Kedua, buruh yang demo terus menerus tersebut adalah buruh
perusahaan menengah dan perusahaan besar. Buruh perusahaan kecil, usaha kecil,
usaha rumah tangga, mau tidak mau terwakili oleh kepentingan buruh di perusahan besar tersebut. Kebijakan UMP/K yang perhitungan berdasarkan
kemampuan perusahaan menengah dan besar. Akibat perubahan UMP/K terjadi terus
menerus setiap tahun maka usaha kecil dan usaha rumah tangga kesulitan merencanakan
pengembangan usaha ke depan. Konsekwensi adalah terjadi peningkatan harga
produksi karena kenaikan upah. Jika kenaikan gaji diikuti oleh kenaikan harga
maka akan terjadi inflasi, itu artinya sebesar
apaun gaji yang diperoleh nilainya tetap sama. Seharusnya peningkatan gaji tidak diikuti
oleh peningaktan inflasi.
Ketiga, kebijakan UMP/K menjadi arena kepentingan politik rezim.
Rezim main mata dengan pengusaha besar dalam penentuan nilai UMP/K. Lihatlah
dimana UMP/K rendah pasti tingkat partisipasi politik rendah, rezimnya cenderung
otoriter dan korup. Ketika menjelang pemilu maka para politisi ini memanfaatkan
momen kebijakan UMP/K ini berpihak kepada buruh sedang pengusaha dirugikan.
Kenaikan yang cukup tinggi 44% UMP/K Jakarta tidak terlepas dari gaya
kepemimpinan demokratis di Jakarta sekarang ini, pada era Fauzi Bowo UMP/K jakarja masih 1,5 juta rupiah. Ini
berarti kebijakan UMP/K hanya kebijakan yang akan merepotkan buruh, pengusaha
dan pemerintah saja setiap tahunnya.
Dengan tiga alasan diatas sangat
kuat keyakinan saya agar kebijakan UMP/K tersebut dihapus saja. Diganti oleh
kebijakan yang lebih manusiawi, jangka panjang dan lebih jelas keberpihakan
kepada kesejahteraan masyarakat.
Seorang teman menuliskan pesannya kepada saya bahwa UMP
diperlukan bagi Indonesia untuk membela kesejahteran buruh dari
kesewenang-wenangan pengusaha. Memang apa yang disinyalir teman tersebut benar
adanya, tetapi tidak mestinya permasalahan kriminalitas yang dilakukan
pengusaha kepada pekerja dijawab dengan kebijakan UMP/K.

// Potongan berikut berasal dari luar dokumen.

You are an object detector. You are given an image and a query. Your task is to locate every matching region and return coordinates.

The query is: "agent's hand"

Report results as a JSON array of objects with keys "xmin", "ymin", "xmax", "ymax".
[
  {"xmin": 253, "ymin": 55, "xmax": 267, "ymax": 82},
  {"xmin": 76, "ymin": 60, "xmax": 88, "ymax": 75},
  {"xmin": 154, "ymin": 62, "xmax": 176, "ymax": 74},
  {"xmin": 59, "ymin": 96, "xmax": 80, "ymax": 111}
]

Belajar dari perkembangan usaha
di Eropah, di Malaysia dan Singapura, seahu saya tikenal adanya istilah upah
minimum. Seorang pengusaha memang harus membayar pekerja dengan perhitungan
yang rasional, perhitungan kebutuhan hidup pekerja dan perhitungan kemampuan
perusahaan. Karena tenaga kerja susah dicari, sebab itu nilai pekerja menjadi tinggi. Selain itu, para pekerjapun menawarkan
kwalitas yang mumpuni.
Bagi perusahan, nilai bayaran yang diberikan
kepada pekerja harus menguntungkan.
Misalnya kalau saya berani gaji karyawan 5 juta rupiah perbulan, maka
karyawan tersebut harus mendatangkan keuntungan bagi saya lebih dari 5 juta
rupiah perbulan. Kalau justeru sebaliknya maka pekerjaa tersebut harus
diganti. Kebijakan UMP/K membatalkana
rasio perhitungan seperti ini.
Saya merasa kebingungan juga
melihat format kebijakan buruh ini,
karena institusi penanganan masalah buruh ini dipisahkan dengan institusi industry,
dunia usaha, koperasi dan usaha
kreatif. Padahal seharusnya hal itu
tidak terpisahkan, karena tidak mungkin
membahas industry, UKM (usaha kecil menengah), koperasi dan usaha kreatif tidak
mempertimbangakan buruh sebagai actor utamanya. Harusnya perencanaan industry, UKM, koperasi,
usaha kreatif dan sebagainya berada para kerangka pengembangan kwalitas
tenaga kerja.
Indonesia harus membangun industri
besar, kecil dan menengah, usaha kreatif dan koperasi yang ditujukan untuk
menampung jumlah tenaga kerja yang tersedia.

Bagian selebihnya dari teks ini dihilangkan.